Creo que el género mismo es la violencia, que las normas de masculinidad y feminidad tal y como las conocemos, producen violencia.

-Beatriz Preciado-

domingo, 2 de junio de 2013

Una heroína.

Rabia, deseperación, frustración y mucho dolor. Cóctel de sentimientos y sensaciones se mezclan en el cuerpo cuando la violencia de género llama a las puertas de tu entorno, cuando no lo ves desde la óptica profesional porque sientes y quieres a la persona agredida.

En este caso, quiero agradecer a las y los profesionales que nos atendieron y guiaron: gracias a la abogada, al policía y al médico por el trato profesional, cercano y por los "yo te creo", gracias a las amistades y familiares que asesoraron, buscaron información y nos mandaron su calorcito.

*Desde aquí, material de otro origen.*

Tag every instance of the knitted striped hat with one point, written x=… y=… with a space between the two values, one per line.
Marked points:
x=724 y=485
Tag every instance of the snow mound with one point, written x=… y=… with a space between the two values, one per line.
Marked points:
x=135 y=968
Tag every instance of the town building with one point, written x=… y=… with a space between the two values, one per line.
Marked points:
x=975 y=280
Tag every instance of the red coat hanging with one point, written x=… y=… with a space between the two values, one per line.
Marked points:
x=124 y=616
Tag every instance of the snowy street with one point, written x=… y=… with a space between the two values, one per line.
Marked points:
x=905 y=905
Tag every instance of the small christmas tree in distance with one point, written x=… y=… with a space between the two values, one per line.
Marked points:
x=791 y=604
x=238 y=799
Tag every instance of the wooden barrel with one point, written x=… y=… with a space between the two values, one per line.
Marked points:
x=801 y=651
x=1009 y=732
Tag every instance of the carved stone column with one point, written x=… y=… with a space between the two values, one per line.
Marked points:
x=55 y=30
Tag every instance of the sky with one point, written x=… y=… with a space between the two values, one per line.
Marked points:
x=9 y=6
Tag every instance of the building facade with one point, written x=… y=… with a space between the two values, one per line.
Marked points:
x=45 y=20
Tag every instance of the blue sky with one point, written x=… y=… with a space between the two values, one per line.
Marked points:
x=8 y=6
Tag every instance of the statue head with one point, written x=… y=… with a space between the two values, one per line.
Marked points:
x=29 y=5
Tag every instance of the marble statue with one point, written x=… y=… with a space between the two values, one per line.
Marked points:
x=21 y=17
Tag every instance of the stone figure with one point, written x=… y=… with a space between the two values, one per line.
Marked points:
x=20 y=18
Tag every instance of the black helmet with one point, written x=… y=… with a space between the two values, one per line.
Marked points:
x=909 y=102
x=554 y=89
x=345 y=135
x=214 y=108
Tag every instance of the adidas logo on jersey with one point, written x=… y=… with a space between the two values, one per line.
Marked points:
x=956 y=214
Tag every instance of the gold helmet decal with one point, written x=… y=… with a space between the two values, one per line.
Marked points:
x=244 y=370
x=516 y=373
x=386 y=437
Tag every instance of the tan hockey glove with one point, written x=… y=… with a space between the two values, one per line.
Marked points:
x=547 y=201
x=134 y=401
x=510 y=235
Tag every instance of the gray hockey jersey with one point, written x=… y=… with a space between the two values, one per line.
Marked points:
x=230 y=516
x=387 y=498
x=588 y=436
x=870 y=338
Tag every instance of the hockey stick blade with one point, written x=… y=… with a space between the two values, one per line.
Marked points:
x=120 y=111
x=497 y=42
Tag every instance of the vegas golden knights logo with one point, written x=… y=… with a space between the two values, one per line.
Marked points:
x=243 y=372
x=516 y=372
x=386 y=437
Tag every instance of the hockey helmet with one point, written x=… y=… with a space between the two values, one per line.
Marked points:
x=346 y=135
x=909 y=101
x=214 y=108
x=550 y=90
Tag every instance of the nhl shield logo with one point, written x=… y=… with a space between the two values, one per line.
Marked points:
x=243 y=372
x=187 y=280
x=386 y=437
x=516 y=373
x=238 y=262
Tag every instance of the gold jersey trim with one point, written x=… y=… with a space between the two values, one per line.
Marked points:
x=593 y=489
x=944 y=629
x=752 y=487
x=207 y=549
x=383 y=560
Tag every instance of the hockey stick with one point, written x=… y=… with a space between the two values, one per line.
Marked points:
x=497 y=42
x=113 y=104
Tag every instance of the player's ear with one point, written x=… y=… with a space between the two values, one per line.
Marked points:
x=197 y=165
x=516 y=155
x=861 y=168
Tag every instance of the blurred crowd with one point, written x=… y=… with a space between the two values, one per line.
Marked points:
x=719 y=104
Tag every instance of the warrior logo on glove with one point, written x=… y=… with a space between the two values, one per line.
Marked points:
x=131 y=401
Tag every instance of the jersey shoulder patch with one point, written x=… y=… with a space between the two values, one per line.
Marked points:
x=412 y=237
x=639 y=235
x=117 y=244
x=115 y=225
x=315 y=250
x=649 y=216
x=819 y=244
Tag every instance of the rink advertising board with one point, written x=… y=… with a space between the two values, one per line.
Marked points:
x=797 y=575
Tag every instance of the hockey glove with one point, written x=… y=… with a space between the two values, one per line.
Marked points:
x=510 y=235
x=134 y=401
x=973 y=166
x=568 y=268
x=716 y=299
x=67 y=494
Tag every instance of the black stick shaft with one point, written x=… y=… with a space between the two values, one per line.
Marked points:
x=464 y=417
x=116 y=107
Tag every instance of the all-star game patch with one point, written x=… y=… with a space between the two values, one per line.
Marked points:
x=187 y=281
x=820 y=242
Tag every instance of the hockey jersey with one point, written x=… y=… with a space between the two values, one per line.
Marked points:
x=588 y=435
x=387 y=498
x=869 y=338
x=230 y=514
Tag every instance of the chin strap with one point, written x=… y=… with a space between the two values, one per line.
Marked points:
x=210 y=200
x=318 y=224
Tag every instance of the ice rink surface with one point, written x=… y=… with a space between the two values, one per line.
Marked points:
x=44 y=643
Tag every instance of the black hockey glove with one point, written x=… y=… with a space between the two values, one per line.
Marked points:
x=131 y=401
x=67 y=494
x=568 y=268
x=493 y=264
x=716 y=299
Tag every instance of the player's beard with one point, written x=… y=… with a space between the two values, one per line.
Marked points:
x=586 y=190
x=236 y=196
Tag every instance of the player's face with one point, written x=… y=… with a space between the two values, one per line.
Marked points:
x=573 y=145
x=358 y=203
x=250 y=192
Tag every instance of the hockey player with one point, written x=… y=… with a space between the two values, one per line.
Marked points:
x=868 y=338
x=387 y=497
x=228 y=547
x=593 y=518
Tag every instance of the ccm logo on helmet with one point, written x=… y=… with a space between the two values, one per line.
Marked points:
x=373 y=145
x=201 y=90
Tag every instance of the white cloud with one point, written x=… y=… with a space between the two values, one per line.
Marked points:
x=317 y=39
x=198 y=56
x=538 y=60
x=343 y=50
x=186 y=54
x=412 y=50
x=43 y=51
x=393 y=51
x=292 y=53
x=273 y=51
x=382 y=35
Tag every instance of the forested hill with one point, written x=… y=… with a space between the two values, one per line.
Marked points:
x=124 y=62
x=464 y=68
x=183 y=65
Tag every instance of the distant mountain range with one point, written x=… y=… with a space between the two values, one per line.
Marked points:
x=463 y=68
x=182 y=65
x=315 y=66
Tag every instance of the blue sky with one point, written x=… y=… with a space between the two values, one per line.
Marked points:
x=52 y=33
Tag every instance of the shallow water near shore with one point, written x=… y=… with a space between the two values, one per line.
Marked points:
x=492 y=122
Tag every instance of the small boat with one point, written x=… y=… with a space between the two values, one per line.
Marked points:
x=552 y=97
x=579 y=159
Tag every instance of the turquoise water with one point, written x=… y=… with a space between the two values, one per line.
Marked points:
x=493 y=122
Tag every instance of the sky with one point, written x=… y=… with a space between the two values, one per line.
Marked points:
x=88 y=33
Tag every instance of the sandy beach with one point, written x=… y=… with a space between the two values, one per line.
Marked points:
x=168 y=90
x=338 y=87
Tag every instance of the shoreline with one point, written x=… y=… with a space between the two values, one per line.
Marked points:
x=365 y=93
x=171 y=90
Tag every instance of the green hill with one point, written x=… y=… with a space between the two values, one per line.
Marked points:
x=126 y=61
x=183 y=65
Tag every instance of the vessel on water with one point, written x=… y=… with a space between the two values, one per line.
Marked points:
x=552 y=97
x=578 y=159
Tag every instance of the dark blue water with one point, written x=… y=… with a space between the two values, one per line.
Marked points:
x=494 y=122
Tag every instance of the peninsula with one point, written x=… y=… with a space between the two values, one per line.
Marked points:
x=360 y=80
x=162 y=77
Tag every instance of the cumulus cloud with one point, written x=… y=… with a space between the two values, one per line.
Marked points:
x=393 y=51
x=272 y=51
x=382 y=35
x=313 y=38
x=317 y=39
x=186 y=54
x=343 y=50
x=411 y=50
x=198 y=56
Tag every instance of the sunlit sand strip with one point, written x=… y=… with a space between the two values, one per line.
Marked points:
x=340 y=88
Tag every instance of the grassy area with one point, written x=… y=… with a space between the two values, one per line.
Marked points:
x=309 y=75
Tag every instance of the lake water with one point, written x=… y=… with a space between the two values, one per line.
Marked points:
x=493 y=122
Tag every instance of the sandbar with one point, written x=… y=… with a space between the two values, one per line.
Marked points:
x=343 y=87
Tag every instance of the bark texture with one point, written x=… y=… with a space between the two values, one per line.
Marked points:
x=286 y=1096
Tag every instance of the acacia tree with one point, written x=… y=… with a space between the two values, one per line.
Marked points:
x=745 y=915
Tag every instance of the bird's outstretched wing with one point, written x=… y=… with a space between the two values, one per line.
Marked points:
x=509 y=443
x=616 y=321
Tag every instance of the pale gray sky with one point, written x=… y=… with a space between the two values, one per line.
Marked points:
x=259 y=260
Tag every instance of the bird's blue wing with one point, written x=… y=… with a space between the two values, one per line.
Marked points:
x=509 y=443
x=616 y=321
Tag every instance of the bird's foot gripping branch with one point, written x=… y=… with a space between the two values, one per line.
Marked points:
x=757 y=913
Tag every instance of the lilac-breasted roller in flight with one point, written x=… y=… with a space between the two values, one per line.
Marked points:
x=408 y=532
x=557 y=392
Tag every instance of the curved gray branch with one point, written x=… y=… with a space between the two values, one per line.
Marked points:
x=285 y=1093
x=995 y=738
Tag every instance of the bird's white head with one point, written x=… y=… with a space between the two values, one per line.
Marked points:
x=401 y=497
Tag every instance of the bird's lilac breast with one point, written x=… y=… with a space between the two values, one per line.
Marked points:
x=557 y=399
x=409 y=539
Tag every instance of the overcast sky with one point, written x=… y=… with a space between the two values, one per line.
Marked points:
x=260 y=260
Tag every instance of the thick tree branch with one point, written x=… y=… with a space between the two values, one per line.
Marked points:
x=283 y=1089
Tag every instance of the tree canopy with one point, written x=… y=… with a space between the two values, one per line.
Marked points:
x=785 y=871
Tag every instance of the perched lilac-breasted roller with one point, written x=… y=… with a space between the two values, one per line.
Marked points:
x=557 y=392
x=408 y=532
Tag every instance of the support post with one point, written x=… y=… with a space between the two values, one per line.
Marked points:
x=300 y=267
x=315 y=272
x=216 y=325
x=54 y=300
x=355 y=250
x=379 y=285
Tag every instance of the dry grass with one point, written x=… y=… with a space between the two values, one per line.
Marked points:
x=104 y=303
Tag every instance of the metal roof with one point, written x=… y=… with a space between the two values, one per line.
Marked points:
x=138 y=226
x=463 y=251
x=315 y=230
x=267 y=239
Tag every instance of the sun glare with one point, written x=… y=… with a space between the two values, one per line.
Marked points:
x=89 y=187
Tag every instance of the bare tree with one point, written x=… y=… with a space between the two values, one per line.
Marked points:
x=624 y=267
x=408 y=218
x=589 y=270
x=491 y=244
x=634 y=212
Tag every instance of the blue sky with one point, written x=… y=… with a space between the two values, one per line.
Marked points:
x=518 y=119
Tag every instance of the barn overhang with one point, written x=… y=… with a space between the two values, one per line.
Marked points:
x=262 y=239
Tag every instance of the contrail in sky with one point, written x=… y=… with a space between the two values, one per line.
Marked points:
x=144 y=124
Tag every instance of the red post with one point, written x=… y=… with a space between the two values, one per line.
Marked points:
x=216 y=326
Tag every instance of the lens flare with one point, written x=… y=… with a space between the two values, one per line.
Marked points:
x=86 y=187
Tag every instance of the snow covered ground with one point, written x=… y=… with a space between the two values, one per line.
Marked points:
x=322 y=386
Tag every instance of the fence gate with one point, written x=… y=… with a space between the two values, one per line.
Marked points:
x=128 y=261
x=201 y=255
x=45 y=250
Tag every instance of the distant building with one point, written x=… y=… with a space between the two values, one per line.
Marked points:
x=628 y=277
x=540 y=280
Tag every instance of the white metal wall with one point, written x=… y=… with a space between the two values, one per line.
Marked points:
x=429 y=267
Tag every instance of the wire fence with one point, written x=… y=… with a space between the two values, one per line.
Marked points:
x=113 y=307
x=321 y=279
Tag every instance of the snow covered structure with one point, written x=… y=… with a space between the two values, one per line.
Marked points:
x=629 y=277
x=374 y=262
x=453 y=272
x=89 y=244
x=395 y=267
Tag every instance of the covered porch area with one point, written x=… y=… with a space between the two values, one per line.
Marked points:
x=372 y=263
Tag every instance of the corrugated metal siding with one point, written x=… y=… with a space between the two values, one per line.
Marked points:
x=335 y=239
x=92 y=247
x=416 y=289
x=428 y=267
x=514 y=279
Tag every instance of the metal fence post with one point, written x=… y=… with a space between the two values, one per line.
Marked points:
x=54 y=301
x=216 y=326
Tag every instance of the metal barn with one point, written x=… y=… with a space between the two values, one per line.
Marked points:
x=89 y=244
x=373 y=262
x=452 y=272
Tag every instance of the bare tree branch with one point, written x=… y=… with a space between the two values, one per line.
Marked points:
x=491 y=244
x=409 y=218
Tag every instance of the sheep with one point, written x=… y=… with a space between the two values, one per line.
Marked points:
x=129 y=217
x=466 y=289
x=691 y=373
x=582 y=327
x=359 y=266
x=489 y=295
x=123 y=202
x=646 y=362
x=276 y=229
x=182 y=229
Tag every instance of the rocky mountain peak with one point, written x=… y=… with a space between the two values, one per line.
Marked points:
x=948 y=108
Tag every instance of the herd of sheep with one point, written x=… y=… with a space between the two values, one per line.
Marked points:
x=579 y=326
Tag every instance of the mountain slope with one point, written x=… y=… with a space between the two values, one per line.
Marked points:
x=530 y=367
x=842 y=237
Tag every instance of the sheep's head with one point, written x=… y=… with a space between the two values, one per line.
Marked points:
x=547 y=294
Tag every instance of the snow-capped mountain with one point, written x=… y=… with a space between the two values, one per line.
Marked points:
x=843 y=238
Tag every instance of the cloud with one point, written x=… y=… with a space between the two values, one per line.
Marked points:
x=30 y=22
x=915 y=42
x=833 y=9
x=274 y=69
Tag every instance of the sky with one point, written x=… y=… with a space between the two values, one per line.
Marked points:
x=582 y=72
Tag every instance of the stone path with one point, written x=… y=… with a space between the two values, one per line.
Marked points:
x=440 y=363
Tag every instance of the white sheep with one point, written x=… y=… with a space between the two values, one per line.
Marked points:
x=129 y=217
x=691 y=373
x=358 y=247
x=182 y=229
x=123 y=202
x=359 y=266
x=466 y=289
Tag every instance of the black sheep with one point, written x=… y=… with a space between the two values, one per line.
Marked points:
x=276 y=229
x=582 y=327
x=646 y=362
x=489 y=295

Luchadora, fuerte y valiente.... Ella no lo ve, pero es una heroína.El caso es que la historia supone una situación de violencia física y verbal. Afortunadamente, la mujer agredida puede acceder a su teléfono. Ahí comienza la historia: llena de dudas, miedos e inseguridades va sorteando los difíciles momentos a superar. Se enfrenta a la denuncia donde tiene que revivir la difícil situación vivida. Son muchas las dudas: denuncio, no lo hago, qué le va a pasar a él, lo estaré llevando todo muy lejos. Evidentemente, tras oir su declaración, ella está haciendo sólo lo que le corresponde. Aún así,  el hecho de enfrentarse a la firma de la petición de la orden de alejamiento y denuncia supone otro mar de dudas. Ir al médico y decir lo que te ha pasado, es el tercer momento para ser atacada por miedos e inseguridades.

A lo largo de este duro trayecto, el sentimiento de culpa y la vergüenza acompañan a la mujer agredida, así de cruel y perverso es el heteropatriarcado que da la vuelta a las cosas como si de una tortilla se tratase. Sutiles fueron las primeras violencias pero ahora vemos sus efectos. LLega la tarde y la noche y, con ellas, el dolor físico y el miedo.


Después de una noche sin dormir, se enfrenta a la tensión y a que le cuestionen en el juicio rápido. Sale y, de momento, con su orden de alejamiento. Ella llora. Aún no es consciente de quién es y cómo es. En este proceso, ha ido tomando las riendas. Ha gestionado el miedo, la ansiedad, el dolor físico, la culpa..., se ha creado su red de apoyo, ha dado los pasos para una vida mejor. Ella no lo ve, pero yo la miro y veo a una heroína.  

5 comentarios :

Nuria Duret dijo...

No podría estar más de acuerdo :). La aplaudo y me quito el sombrero, porque ella ha conseguido lo que muchas mujeres no logran en toda una vida. La libertad. Un besazo Pizpi y nuevamente, felicidades por tu blog ;).

el perdi dijo...

¿QUIEN ES ELLA? SE PUEDE SABER SU NOMBRE?? ME ENCANTARIA TENER UNA ENTREVISTA CON ELLA.

PizPi ReTa dijo...

Su nombre es anónimo por proteger su integridad física y emocional. Siento no poder facilitarte datos ya que tampoco conocemos quién eres, ni qué uso darías a esa entrevista. Saludos.

Gema Palomo Ramírez dijo...

q bueno tu reflejo de sus emociones, piel con piel, maja ¡¡
Enhorabuena, q bien describes ¡¡ Y sobre todo, oleole por ella y por las que como ella logran mostrarnos ese mensaje cada día ¡

Ichi Pichi dijo...

Gracias por acercarnos, y por poner palabras a un sentir y un vivir de muchas mujeres.